Though he did not have what many would categorize as a “breakout moment” during the most recent Democratic presidential primary debate, Julián Castro did offer another reminder of why his candidacy has been essential to the primary itself — even if most observers have failed to recognize it.
When one of the moderators, CNN’s Anderson Cooper, asked Castro about handgun violence, he offered much-needed nuance to the debate with the invocation of the police and how their collective behavior influences his views on gun policy. Explaining why he doesn’t support mandatory buybacks, Castro said, “I’m not going to give these police officers another reason to go door-to-door in certain communities because police violence is also gun violence.” Castro then cited Atatiana Jefferson, a 28-year-old who was in her bedroom when she was shot and killed by Fort Worth police officer Aaron Dean. Jefferson’s neighbor, James Smith, dialed the Fort Worth Police Department’s non-emergency line after he noticed Jefferson’s lights were on and her front door was open.
No one else had said her name. No one else had invoked the role police play in gun violence — namely against black and brown people. And this incident took place mere weeks after Dallas police officer Amber Guyger was sentenced to 10 years in prison for murdering Botham Jean in his home a year ago. How many more minutes would have been wasted had Castro not brought that vital perspective onto that stage?
I felt similarly about the necessity of Castro earlier this month when he escorted a group of asylum-seekers across the border bridge to Texas from Mexico, where they were all sent under the Trump administration’s “Remain in Mexico” policy. That group consisted of eight gay and lesbian asylum-seekers from Cuba, Guatemala and Honduras, as well as a deaf Salvadoran woman and her three relatives. As the Los Angeles Times reported, “All had earlier tried to cross here with a lawyer after being returned to Mexico to await court hearings, and all had been sent back by US Customs officers. Some had already waited four months.”

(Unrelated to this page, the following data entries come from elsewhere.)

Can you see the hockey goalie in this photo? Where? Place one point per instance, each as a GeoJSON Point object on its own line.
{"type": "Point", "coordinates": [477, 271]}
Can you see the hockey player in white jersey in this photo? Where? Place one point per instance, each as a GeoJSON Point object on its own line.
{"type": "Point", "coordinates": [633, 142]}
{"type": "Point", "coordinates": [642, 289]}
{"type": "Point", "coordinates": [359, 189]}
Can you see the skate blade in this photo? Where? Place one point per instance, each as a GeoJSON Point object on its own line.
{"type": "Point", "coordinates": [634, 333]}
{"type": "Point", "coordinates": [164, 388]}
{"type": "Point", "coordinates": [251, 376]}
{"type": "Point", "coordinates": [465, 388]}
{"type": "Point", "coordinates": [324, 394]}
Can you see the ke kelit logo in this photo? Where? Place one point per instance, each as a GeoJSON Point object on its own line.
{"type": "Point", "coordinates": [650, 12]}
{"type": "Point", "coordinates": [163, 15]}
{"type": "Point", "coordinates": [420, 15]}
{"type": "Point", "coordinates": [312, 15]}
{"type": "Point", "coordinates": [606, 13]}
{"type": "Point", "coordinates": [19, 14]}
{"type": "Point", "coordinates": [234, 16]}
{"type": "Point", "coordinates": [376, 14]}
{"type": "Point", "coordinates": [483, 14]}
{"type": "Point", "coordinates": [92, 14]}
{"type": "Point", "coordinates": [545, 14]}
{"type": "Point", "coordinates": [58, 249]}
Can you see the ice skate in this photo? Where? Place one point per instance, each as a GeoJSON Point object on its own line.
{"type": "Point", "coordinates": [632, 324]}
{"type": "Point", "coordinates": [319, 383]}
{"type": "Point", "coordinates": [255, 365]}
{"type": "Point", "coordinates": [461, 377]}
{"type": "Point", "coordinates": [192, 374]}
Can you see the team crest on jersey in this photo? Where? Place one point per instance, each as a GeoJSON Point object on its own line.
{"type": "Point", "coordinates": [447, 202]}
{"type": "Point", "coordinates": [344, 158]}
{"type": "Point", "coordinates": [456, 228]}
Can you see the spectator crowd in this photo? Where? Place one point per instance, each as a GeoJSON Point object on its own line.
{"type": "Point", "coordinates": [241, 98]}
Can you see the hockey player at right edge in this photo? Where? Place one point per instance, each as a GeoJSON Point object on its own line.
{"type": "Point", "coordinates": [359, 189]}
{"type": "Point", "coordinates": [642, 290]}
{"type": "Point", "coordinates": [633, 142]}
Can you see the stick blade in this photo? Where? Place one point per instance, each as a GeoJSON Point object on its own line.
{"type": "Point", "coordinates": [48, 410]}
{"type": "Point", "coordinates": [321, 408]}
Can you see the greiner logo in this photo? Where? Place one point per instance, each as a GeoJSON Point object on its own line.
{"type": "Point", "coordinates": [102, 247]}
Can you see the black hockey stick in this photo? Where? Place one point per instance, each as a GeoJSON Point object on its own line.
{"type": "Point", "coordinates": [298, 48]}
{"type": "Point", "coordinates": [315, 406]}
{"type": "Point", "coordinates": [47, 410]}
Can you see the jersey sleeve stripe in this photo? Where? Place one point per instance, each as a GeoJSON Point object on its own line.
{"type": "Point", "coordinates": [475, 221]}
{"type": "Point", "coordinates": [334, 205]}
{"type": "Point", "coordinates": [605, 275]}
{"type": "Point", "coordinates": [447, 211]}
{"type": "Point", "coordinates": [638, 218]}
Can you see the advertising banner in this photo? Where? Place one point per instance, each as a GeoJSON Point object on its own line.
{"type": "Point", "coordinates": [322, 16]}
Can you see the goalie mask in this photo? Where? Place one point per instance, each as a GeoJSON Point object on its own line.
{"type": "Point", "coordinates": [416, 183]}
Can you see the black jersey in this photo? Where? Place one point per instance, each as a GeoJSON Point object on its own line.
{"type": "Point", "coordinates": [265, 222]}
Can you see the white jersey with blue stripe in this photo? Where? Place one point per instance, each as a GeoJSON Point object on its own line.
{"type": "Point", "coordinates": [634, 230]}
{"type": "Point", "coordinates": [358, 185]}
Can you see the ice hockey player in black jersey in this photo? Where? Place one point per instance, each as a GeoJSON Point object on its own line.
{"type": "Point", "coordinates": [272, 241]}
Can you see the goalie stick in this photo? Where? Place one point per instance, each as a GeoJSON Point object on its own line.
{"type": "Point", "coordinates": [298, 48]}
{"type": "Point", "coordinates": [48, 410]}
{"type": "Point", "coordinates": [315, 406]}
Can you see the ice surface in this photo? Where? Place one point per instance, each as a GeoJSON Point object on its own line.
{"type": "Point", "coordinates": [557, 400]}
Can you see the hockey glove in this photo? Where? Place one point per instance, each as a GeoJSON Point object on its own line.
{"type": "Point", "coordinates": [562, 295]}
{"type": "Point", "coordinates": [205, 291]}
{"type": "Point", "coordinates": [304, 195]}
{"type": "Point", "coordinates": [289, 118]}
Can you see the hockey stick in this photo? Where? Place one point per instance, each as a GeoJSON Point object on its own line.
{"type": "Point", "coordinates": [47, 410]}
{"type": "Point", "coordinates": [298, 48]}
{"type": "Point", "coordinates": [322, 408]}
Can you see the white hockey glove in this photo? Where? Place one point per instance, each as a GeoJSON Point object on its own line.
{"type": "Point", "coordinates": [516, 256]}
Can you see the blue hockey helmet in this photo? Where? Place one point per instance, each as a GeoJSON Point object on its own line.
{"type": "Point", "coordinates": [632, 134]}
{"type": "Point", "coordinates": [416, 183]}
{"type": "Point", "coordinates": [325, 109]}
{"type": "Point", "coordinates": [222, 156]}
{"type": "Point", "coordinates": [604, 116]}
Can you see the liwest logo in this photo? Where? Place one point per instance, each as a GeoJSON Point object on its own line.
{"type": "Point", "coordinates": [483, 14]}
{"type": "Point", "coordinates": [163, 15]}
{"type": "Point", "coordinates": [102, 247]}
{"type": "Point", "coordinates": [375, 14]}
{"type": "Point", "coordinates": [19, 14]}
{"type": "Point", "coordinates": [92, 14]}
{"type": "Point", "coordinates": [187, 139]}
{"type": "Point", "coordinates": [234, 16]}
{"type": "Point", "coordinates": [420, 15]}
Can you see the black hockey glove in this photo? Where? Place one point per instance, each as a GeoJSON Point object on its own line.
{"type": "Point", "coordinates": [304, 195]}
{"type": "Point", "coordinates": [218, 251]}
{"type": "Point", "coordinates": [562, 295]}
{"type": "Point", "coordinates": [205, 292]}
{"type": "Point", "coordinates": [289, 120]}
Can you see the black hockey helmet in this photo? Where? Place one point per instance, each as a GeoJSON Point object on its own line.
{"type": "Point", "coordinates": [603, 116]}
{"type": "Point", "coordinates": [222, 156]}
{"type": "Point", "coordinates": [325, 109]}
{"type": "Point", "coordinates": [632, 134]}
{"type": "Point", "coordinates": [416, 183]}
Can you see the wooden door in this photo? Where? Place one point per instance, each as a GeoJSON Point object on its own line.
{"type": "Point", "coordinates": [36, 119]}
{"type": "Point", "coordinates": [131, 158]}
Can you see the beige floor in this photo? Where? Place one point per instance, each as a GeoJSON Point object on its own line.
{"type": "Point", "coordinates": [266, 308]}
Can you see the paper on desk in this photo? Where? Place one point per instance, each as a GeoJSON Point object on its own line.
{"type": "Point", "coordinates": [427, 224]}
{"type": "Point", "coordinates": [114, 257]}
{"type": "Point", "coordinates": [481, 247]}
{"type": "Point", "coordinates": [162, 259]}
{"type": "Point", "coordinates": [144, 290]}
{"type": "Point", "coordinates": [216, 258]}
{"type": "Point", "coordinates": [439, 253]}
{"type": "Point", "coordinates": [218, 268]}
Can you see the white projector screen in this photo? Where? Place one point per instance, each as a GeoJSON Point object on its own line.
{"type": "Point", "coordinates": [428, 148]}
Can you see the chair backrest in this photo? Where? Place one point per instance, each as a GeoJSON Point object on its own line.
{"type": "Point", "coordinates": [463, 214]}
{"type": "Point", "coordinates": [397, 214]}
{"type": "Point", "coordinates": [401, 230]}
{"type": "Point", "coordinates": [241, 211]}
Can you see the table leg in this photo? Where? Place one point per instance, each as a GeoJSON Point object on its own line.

And then there was his call this summer to consider trans people in the debate about reproductive justice.
Since April, many political observers have written about Castro’s need for that breakout “defining moment” in order to draw wider attention to his campaign — but perhaps the larger problem is the public don’t care enough about many of the types of people Castro has been advocating for throughout the decade. That includes people like Castro himself. Him being the sole Latinx candidate in the race should have garnered him more attention, but that has not proven to be the case.
“This should be Julián Castro’s moment,” David Freedlander wrote for Politico in August. “At a time when issues of immigration and family separation, race and the border are front and center in the national consciousness, the story of a third-generation Mexican American would seem tailor-made to resonate emotionally with voters.”
Freelander was right to highlight that Castro has struggled with Latinx voters, too, but in the earliest months of a primary campaign, much of a presidential contender’s chances lie on name recognition: either having it already or garnering the media attention necessary to build it.
“Castro is an heir to Obama, having served as secretary of Housing and Urban Development from 2014 to 2017,” Freelander continued. “He is young, just 44 at a time when many in the party are looking for a new generation. He is a policy wonk, a former mayor who can speak as fluently about zoning, gentrification and housing affordability at a time when those issues have risen to the fore among the party’s young and urban base.”
Somehow, Mayor Pete Buttigieg was hailed as “the smart candidate” early on, despite openly dismissing the need of policy details earlier in the race (yes, I laughed at him trying to attack Elizabeth Warren on being evasive on policy proposals, too.) It’s funny how that label wasn’t given to Castro, someone whose resume and proposed policies are far more impressive on paper.
And while we’re on double standards, I’m equally tickled how Castro was condemned as being “classless” for the way he spoke to Joe Biden at the third debate, yet none of those same people had anything to say about Biden yelling at Elizabeth Warren at the fourth as he tried to take credit for her work. I wonder what could be the difference? Perhaps we can ask Cory Booker and Kamala Harris, who faced similar scolding about how they challenged Biden, too.
Infuriatingly, even when Castro takes on a more popular position — say, impeaching Trump — he isn’t typically given credit for being the first candidate to bring it up.
As it stands now, Castro may not make the November date. If that is the case, it will be to our own collective loss. Castro has consistently used his position to highlight issues plaguing the most vulnerable of Americans. There is a thoughtfulness to his campaign that has consistently felt more in tune with where this country is going than many of his competitors’. In a crowded race stuffed with moderate bores with no chance of winning given their names on the ballot are Ambien to nonwhites and young people, he has been a worthy addition.
It is disappointing to say the least that Castro has not been treated like a viable option. I can’t think of anything he should have done differently. But I can say I believe that if Castro were a white candidate with the same credentials, saying the exact same things as he has been, this race would have gone differently for sure.